KmikeyM

KmikeyM is an online platform at kmikeym.com where Mike Merrill operates as the world’s first publicly traded person. Shareholders purchase shares in Merrill’s life and use them to vote on binding proposals about his personal and professional decisions. The platform’s motto is “Community Through Capitalism.”

The name is an abbreviation of Merrill’s full legal name: Kenneth Michael Merrill, rendered with alternating capitalization.

History

Origins and IPO (2008)

Merrill first recorded the idea of selling shares in himself on November 4, 2003. The concept drew on earlier shareholder-as-art projects (notably Etoy.Corporation) but went further by creating a functioning marketplace with real trading.
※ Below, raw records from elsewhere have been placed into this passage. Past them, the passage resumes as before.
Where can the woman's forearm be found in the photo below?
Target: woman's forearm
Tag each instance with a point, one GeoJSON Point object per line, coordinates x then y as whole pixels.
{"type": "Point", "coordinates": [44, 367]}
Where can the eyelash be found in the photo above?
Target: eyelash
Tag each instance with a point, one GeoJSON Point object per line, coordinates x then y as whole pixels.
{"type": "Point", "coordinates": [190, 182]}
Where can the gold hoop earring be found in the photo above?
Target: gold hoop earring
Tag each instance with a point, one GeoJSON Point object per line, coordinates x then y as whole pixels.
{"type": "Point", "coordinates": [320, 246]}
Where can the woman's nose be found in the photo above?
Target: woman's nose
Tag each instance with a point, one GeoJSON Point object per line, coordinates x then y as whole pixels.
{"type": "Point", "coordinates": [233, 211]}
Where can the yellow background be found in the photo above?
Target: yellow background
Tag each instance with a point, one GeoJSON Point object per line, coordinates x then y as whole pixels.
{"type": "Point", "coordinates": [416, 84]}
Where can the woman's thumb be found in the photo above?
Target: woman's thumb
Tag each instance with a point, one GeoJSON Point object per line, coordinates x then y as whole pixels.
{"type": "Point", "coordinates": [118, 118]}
On January 26, 2008, Merrill launched the IPO: 100,000 shares priced at $1.00 each. In the first 10 days, 12 friends purchased a total of 929 shares. Merrill retained 99.1% of outstanding shares, but his holdings are non-voting. All voting power belongs to outside shareholders.

Proceeds from share sales are held in a dedicated bank account, untouched by Merrill for personal expenses.

Growth (2009-2013)

In 2009, investor Gordon Shephard purchased $6,436 worth of shares, pushing the price to $11.75. The shareholder base grew steadily through word of mouth and press coverage.

In 2013, a feature in WIRED quadrupled the shareholder count to over 500. That same year, Merrill quit his job at Panic Inc. and co-founded Chroma with Marcus Estes, entering the Nike+ Accelerator program.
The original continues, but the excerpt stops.